Pour ma part, je souhaite ici m’arrêter sur le statut des documents graphiques qui accompagnent l’étude de Mauss et de son collaborateur, prématurément disparu, Henri Beuchat, signataire de la plupart des

cartes et des dessins de maisons. Ils ne constituent en aucune façon une simple illustration de leur propos, mais bien des données d’observation et/ou des schémas interprétatifs indispensables à leur mise en évidence des rapports particuliers hommes / environnement.


Ces éléments graphiques jouent par conséquent un rôle heuristique lorsqu’ils sont mis en relation avec d’autres données, climatiques, économiques, sociales ou religieuses et participent du dévoilement des dialogiques qui structurent les relations entre les individus, sur de multiples plans, entre ces derniers et leur gibier, entre ces deux partenaires et les alternances climatiques.


On a là une attention à la donnée matérielle, architecturale ou territoriale en l’occurrence, qui aura rarement, en sociologie, la présence qu’elle a pu avoir dans le travail de Mauss sur les Inuits, sinon dans quelques écrits de Lévi-Strauss et de Bourdieu.

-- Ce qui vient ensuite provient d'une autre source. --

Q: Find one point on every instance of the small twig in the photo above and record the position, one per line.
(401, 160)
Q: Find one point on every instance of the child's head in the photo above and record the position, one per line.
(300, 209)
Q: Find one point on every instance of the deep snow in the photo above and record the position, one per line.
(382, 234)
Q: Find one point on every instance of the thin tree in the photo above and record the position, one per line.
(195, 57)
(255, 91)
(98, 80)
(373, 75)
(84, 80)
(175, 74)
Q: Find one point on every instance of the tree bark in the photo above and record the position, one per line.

D’une certaine manière la sociologie a tendu à se réduire à la seule physiologie sociale, laissant à l’ethnologie la morphologie sociale qu’une approche en termes de « culture matérielle » a eu tendance, plus tard, à restreindre à une approche technique. Mauss a peut-être pu participer à cette évolution ultérieure en classant (cf. son Manuel d’ethnographie publié post-mortem) l’habitat dans la morphologie sociale et l’habitation dans les techniques de consommation. À cet égard, Bourdieu s’affranchira totalement de cette réduction dans son étude de la maison kabyle (1972).


Quoi qu’il en soit, ce Manuel d’ethnographie [6] que Denise Paulme aura rédigé à partir des notes de cours de Mauss à l’Institut d’Ethnologie, constitue, de mon point de vue et pour ce qui concerne plusieurs chapitres, un outil précieux dans l’enseignement d’une sociologie ouverte sur l’architecture, sur l’origine des ressources qu’elle met en œuvre et sur les dispositifs qu’elle adopte pour répondre à des pratiques de groupement familial variables. Et cet outil n’est pas moins efficace dans la recherche sur l’architecture et les territoires, dès lors qu’elle a comme objet non pas tant les conditions de leur production que les artéfacts créés et appropriés.

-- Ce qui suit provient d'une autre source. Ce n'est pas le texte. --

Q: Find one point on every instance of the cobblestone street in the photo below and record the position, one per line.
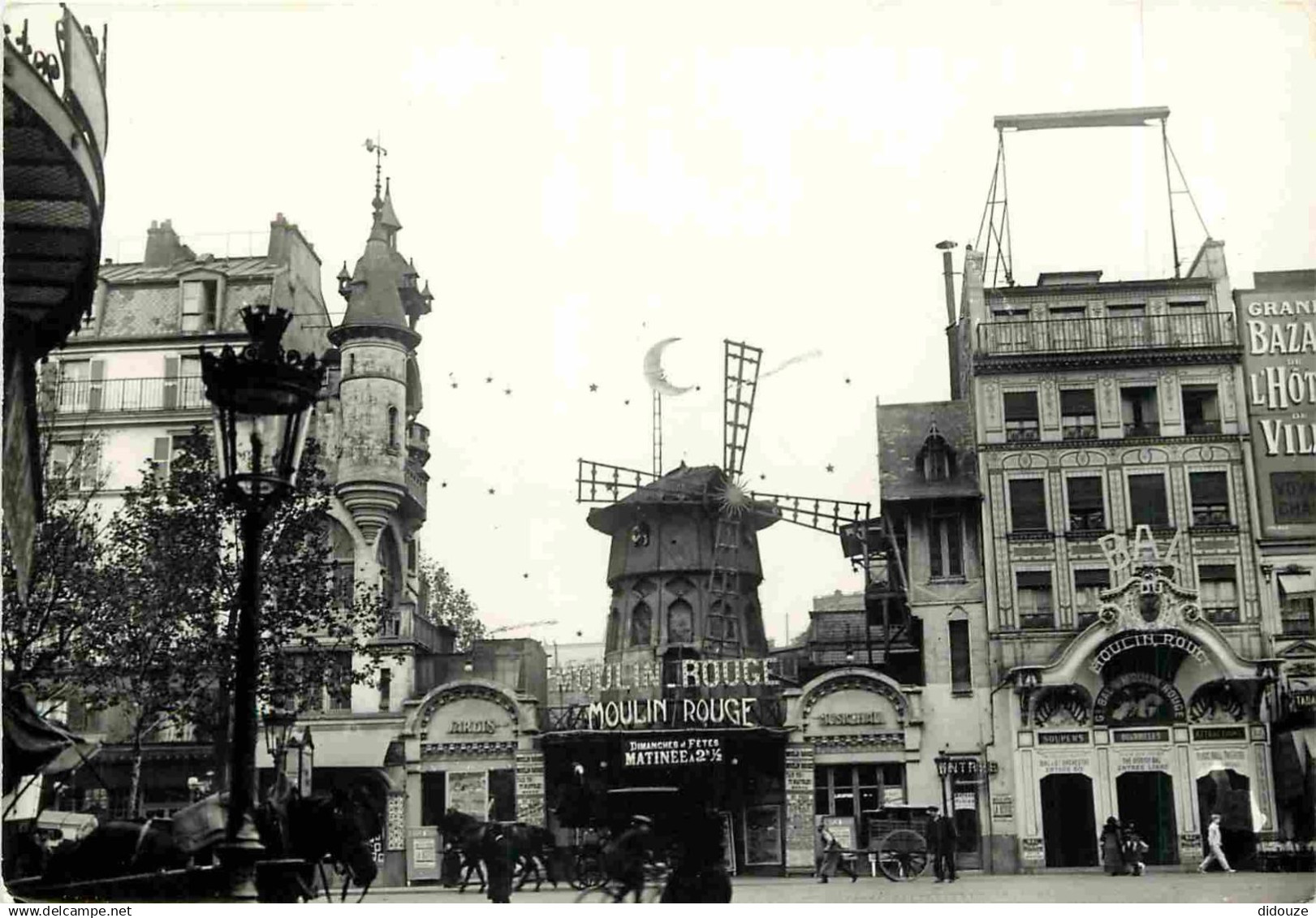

Par ailleurs, si j’insiste dans mon texte sur l’importance du document graphique, comme mode d’expression d’espaces dont la description et l’analyse ne peuvent se suffire des mots, je n’oublierais pas - et la référence à mes deux études, l’une plus attentive à l’espace domestique, l’autre à son rapport avec la ville, est faite pour le souligner - l’apport de Mauss tout à fait important, novateur pour ne pas dire prémonitoire, à la mise en évidence des faits de mobilité liant la demeure à ses territoires. Saisis dans leurs dimensions temporelles et sociales, ils traversent une problématique d’une brûlante actualité, mais trop souvent abordée comme une révélation, ce que l’étude de Mauss sur les Inuits permet de relativiser !

 Deux recherches mobilisant la représentation graphique de l’architecture et des territoires

Ce cadrage étant fait, je vais donc prendre appui sur deux recherches, espacées d’une quinzaine d’années, et portant, la première sur la maison d’accession des familles populaires, dans la région nantaise (années 1985), la seconde sur les mobilités qui sont agies par les habitants de la maison dans des territoires urbains écartés, ceux de l’agglomération d’Aix-Marseille (années 2000). Elle vont me permettre de montrer la place de la documentation graphique dans la collecte des données et leur importance dans le dévoilement, pour la première, d’une typologie des maisons d’accession et son rapport avec les figures familiales concernées, et dans la distribution, pour la seconde, des mobilités, contraintes ou choisies, et leur contribution au façonnage des sentiments d’appartenance territoriales, pour des familles caractérisées par un processus de forte individuation.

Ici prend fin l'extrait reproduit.